“The Dark Knight” on Sunday became the second movie in Hollywood history to top $500 million at the domestic box office, raising its total to $502.4 million, according to estimates from distributor Warner Bros.
The film hit that mark in just over six weeks, half the time it took “Titanic,” which reached $500 million in a little more than three months. “Titanic,” the biggest modern blockbuster, remains No. 1 on the domestic charts with $600.8 million.
(…)
Factoring in today’s higher admission prices, “The Dark Knight” would need to take in about $900 million to match the number of tickets sold by “Titanic.”
O problema de comparar o box office de dois filmes produzidos com vários anos de distância é que as receitas de bilheteira são medidas em “diferentes” moedas.

Caro BZ,
A defesa das convicções é louvável. A obstinação nem tanto. Lá vai: o valor da moeda pode ser o inverso do nível geral de preços.

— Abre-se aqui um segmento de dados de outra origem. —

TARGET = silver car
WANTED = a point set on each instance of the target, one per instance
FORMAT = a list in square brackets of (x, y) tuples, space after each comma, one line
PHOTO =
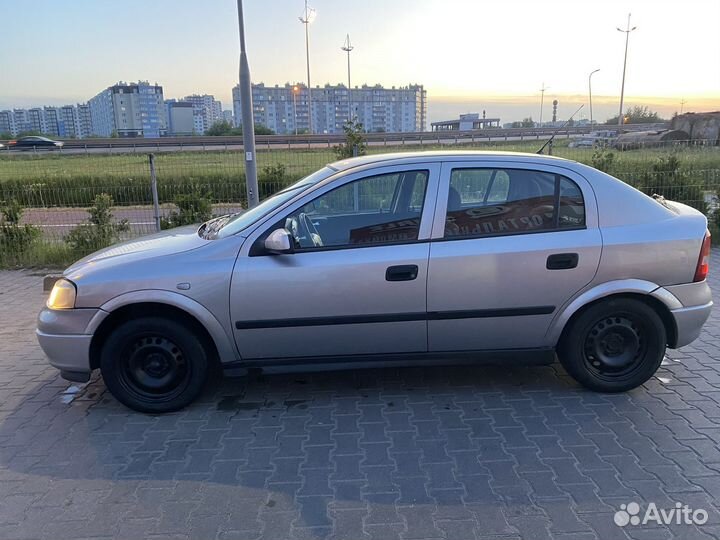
[(404, 259)]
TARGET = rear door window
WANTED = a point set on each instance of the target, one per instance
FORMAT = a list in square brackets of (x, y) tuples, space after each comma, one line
[(490, 202)]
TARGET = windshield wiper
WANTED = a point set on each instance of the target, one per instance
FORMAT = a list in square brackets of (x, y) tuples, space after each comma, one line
[(210, 228)]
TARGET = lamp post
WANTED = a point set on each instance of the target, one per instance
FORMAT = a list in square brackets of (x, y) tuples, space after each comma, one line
[(590, 91), (248, 122), (306, 19), (295, 91), (347, 47), (542, 99), (622, 88)]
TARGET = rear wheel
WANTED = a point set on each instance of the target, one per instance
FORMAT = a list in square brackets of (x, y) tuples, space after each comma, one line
[(154, 365), (614, 345)]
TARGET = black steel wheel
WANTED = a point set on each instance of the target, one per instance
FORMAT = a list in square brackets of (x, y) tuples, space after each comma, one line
[(614, 345), (154, 364)]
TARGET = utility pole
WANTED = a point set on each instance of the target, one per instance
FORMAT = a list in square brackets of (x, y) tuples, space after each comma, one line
[(347, 47), (296, 89), (542, 99), (306, 19), (248, 122), (622, 88), (590, 91)]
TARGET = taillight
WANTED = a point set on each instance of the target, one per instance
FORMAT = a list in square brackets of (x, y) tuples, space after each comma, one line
[(703, 266)]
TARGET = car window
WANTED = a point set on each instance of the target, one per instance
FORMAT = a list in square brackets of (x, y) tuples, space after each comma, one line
[(380, 209), (488, 202)]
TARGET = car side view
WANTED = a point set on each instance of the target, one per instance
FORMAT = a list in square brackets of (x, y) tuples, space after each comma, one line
[(34, 142), (395, 259)]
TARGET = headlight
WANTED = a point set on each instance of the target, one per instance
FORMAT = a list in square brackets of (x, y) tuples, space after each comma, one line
[(63, 295)]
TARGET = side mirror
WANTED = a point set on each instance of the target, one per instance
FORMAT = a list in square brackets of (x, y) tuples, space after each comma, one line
[(279, 241)]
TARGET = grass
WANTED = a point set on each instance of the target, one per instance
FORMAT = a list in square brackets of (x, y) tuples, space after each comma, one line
[(62, 180)]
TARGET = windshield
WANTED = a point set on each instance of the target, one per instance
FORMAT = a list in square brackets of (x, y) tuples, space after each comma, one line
[(228, 225)]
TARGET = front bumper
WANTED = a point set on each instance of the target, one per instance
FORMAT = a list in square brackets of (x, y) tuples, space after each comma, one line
[(64, 337)]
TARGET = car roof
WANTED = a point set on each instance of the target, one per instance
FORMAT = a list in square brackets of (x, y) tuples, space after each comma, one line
[(446, 155)]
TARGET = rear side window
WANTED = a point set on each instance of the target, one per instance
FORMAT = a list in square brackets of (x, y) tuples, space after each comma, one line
[(490, 202)]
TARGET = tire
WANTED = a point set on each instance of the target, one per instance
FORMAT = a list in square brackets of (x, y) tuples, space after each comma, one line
[(614, 345), (154, 364)]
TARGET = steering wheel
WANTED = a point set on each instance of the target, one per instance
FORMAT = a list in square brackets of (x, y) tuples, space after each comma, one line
[(308, 230)]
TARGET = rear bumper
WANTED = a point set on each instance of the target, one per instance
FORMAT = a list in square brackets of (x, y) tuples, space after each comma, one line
[(689, 322), (693, 309)]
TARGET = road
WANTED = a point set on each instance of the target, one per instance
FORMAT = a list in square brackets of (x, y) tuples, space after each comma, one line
[(270, 142)]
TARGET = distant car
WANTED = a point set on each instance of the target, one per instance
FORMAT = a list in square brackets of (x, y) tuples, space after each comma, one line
[(33, 141), (396, 259), (582, 143)]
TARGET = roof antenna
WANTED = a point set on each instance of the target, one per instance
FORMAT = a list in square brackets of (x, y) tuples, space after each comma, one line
[(550, 140)]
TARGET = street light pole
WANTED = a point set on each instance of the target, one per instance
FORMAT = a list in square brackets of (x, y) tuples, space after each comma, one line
[(622, 88), (590, 91), (347, 47), (542, 99), (306, 19), (248, 122), (295, 91)]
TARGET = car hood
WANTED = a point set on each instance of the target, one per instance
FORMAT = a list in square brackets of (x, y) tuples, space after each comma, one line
[(156, 245)]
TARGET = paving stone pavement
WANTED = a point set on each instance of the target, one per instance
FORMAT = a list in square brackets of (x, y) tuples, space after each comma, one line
[(456, 453)]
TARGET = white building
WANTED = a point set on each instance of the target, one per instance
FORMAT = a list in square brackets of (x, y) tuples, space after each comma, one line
[(180, 117), (68, 121), (129, 110), (284, 110)]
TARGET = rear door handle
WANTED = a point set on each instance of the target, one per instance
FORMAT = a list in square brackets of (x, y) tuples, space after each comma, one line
[(562, 261), (403, 272)]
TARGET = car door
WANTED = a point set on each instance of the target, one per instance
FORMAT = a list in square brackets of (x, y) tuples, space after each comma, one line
[(356, 283), (512, 243)]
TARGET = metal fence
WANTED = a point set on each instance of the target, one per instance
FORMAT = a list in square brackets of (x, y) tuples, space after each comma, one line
[(56, 194)]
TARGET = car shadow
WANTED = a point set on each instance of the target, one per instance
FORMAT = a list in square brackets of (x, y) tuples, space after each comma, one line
[(358, 438)]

Para isso existem deflatores. Para se compararem grandezas em termos reais.
Nada disto tem a ver com o seu link para o seu épico post sobre moeda e inflação. Porque a ideia de que a massa monetária determina o nível de preços supõe antes de mais uma velocidade de circulação constante. E se há coisa que a EVIDÊNCIA EMPÍRICA mostra, é que a velocidade de circulação não tem sido constante: compare-a antes e depois da liberalização financeira dos anos 80.
O mal destes iniciados é que tomam por certo que estão na luz!
Carlos Santos
Comentário por Carlos Santos — Setembro 1, 2008 @ 22:19
Caro Carlos Santos,
Nos últimos 11 anos (o filme Titanic foi produzido em 1997) a quantidade de dólares aumentou… consideravelmente!!! Essa é a razão porque a comparação em termos nominais não é relevante. Julgo que, como ecomomista, compreende tal conceito.
Comentário por BZ — Setembro 2, 2008 @ 11:38
“Nada disto tem a ver com o seu link para o seu épico post sobre moeda e inflação.”
Pelo contrário, caro Carlos Santos. O facto das moedas fiduciárias não terem uma função de reserva de valor (devido à inflação da quantidade de moeda em circulação) é a razão porque no referido artigo se estão a considerar “diferentes” moedas.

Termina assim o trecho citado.